We encourage Papers from a variety of methodological perspectives, including policy evaluation, case studies, cross-national comparative studies, and field experiments.
This Section will be sponsored by, and launch the new Electoral Management Network (http://www.electoralmanagement.com/), a collective of scholars who research election management around the globe. The researchers involved in the Electoral Management Network will present the first results of a research project surveying EMB organisations in over 30 countries in Europe.
This Section is supported by the ECPR Standing Group on Comparative Political Institutions.
The Section is keen to bring together both established and emerging scholars and geographic and gender balance will be important.
Alvarez, R. Michael, Lonna Rae Atkeson, and Thad E. Hall. 2012a. Confirming Elections. New York: Palgrave Macmillan.
———. 2012b. Evaluating Elections: A Handbook of Methods and Standards. New York: Cambridge University Press.
Birch, Sarah. 2011. Electoral Malpractice. Oxford: Oxford University Press.
Garnett, Holly Ann. forthcoming. "Open election management bodies." In Election Watchdogs, edited by Pippa Norris and Alessandro Nai. New York: Oxford University Press.
Hall, Thad E. 2013. "US Voter Registration Reform." Electoral Studies, 32, (4), p. 589-96.
Hasen, Richard L. 2012. The voting wars: From Florida 2000 to the next election meltdown. Grand Rapids, MI: Yale University Press.
International IDEA. 2014. Electoral Management Design: Revised Edition. Stockholm: International IDEA.
James, Toby S. 2013. "Fixing failures of U.K. electoral management." Electoral Studies, 32, (4), p. 597-608.

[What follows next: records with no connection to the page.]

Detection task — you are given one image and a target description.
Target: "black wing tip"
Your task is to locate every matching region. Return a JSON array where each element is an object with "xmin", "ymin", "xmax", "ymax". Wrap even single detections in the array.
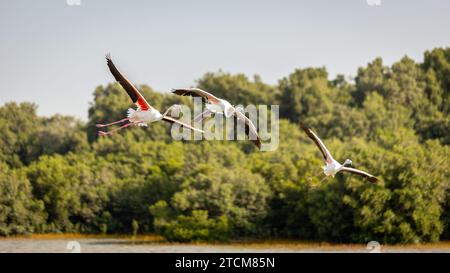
[{"xmin": 299, "ymin": 122, "xmax": 311, "ymax": 132}]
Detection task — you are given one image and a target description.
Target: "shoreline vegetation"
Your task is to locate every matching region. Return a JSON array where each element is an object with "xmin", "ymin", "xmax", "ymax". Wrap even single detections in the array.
[
  {"xmin": 0, "ymin": 233, "xmax": 450, "ymax": 252},
  {"xmin": 0, "ymin": 47, "xmax": 450, "ymax": 245}
]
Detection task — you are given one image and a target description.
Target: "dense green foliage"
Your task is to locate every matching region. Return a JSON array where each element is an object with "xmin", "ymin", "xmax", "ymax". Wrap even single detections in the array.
[{"xmin": 0, "ymin": 48, "xmax": 450, "ymax": 243}]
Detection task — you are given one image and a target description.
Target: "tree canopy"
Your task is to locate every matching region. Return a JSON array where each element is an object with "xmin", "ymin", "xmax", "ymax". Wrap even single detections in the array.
[{"xmin": 0, "ymin": 48, "xmax": 450, "ymax": 243}]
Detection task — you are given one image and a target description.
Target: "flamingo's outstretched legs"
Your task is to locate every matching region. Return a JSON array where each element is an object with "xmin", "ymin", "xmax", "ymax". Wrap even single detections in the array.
[
  {"xmin": 319, "ymin": 176, "xmax": 328, "ymax": 184},
  {"xmin": 96, "ymin": 118, "xmax": 130, "ymax": 128},
  {"xmin": 98, "ymin": 122, "xmax": 134, "ymax": 136}
]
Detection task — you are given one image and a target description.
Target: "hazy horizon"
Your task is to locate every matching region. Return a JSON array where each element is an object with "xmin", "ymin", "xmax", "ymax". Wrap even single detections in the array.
[{"xmin": 0, "ymin": 0, "xmax": 450, "ymax": 120}]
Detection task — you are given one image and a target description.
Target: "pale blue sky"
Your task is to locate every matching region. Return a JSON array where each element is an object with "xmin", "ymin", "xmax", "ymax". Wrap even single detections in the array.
[{"xmin": 0, "ymin": 0, "xmax": 450, "ymax": 119}]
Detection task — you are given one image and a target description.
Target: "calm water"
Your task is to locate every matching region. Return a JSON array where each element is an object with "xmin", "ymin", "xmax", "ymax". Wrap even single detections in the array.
[{"xmin": 0, "ymin": 238, "xmax": 450, "ymax": 253}]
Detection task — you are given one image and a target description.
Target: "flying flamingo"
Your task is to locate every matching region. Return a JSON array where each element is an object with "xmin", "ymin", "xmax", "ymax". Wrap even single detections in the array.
[
  {"xmin": 172, "ymin": 88, "xmax": 261, "ymax": 149},
  {"xmin": 97, "ymin": 55, "xmax": 203, "ymax": 136},
  {"xmin": 300, "ymin": 123, "xmax": 378, "ymax": 183}
]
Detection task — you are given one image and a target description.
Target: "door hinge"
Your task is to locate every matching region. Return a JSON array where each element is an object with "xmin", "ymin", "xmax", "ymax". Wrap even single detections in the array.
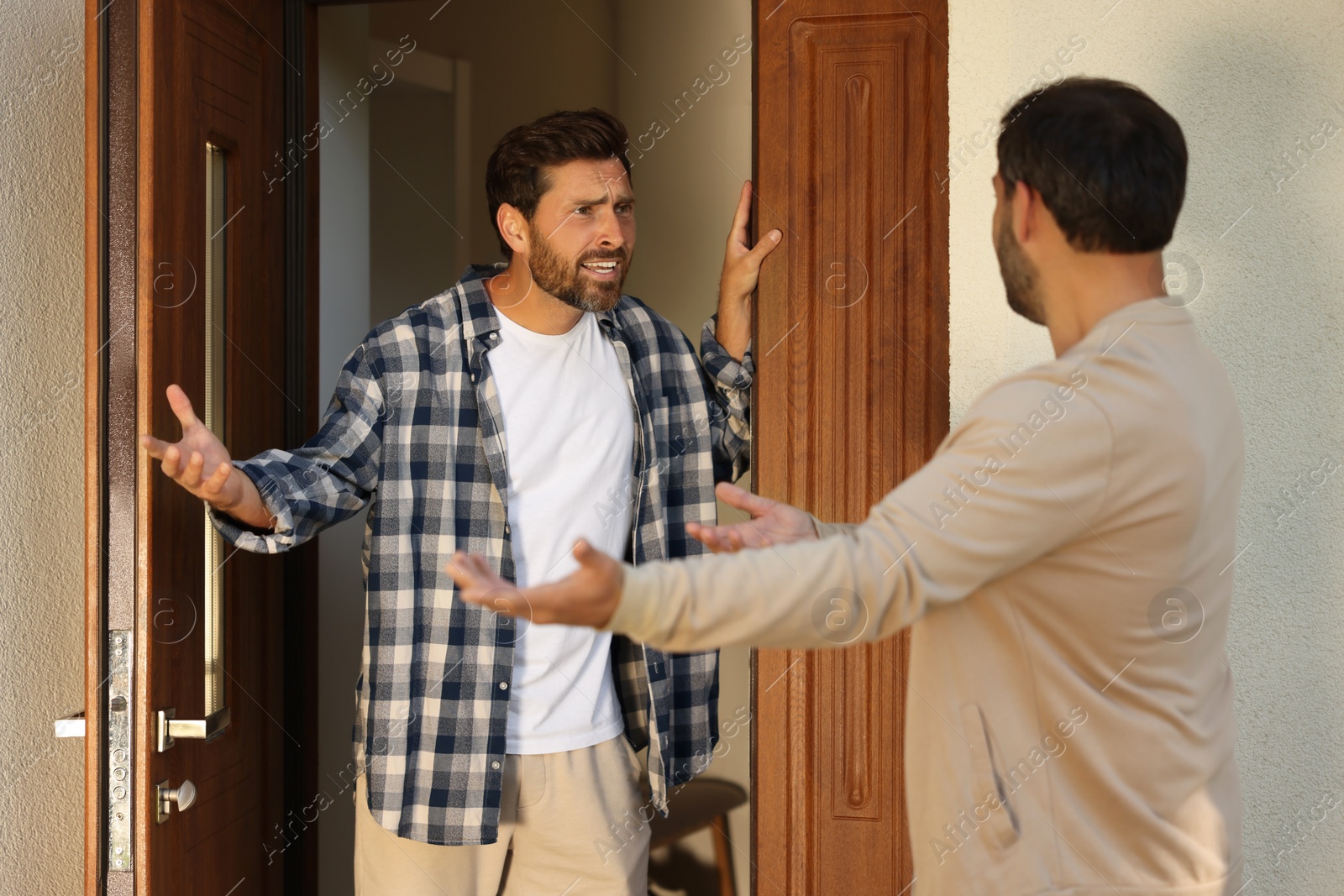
[{"xmin": 108, "ymin": 631, "xmax": 132, "ymax": 872}]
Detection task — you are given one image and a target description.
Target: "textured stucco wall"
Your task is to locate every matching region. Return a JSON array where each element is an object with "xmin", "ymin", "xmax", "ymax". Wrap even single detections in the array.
[
  {"xmin": 0, "ymin": 0, "xmax": 83, "ymax": 896},
  {"xmin": 949, "ymin": 0, "xmax": 1344, "ymax": 896}
]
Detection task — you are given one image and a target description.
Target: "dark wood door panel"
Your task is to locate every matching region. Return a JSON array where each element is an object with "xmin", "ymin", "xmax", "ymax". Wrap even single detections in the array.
[{"xmin": 753, "ymin": 0, "xmax": 949, "ymax": 894}]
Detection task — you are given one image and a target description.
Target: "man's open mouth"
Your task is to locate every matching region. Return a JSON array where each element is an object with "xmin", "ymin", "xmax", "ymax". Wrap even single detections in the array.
[{"xmin": 582, "ymin": 258, "xmax": 621, "ymax": 274}]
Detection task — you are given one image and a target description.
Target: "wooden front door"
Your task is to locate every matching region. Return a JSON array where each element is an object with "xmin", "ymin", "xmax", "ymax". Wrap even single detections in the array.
[
  {"xmin": 85, "ymin": 0, "xmax": 316, "ymax": 896},
  {"xmin": 753, "ymin": 0, "xmax": 949, "ymax": 896}
]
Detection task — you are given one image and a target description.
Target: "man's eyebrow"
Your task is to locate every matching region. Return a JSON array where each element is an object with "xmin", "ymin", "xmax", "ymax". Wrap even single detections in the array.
[{"xmin": 570, "ymin": 193, "xmax": 634, "ymax": 206}]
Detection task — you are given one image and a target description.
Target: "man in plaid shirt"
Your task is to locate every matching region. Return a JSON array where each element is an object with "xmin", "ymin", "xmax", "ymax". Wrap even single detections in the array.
[{"xmin": 143, "ymin": 109, "xmax": 780, "ymax": 896}]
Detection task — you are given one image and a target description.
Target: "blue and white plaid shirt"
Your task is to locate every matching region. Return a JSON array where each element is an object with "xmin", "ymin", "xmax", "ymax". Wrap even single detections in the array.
[{"xmin": 211, "ymin": 266, "xmax": 753, "ymax": 844}]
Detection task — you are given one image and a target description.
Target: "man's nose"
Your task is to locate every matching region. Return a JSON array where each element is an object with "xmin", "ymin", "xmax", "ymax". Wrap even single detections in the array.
[{"xmin": 596, "ymin": 208, "xmax": 625, "ymax": 249}]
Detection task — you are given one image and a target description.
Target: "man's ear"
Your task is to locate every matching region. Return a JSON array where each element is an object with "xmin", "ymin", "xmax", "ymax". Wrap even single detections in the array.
[
  {"xmin": 1008, "ymin": 180, "xmax": 1042, "ymax": 244},
  {"xmin": 495, "ymin": 203, "xmax": 531, "ymax": 255}
]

———. forthcoming. Comparative Electoral Management: Performance, Networks and Instruments. London and New York: Routledge.
Montjoy, Robert S. 2008. "The Public Administration of Elections." Public Administration Review, 68, (5), p. 788-99.
Norris, Pippa. 2014. Why Electoral Integrity Matters. New York: Cambridge University Press.
van Ham, Carolien, and Staffan Lindberg. 2015. "When Guardians Matter Most: Exploring the Conditions Under Which Electoral Management Body Institutional Design Affects Election Integrity." Irish Political Studies, 30, (4), p. 454-81.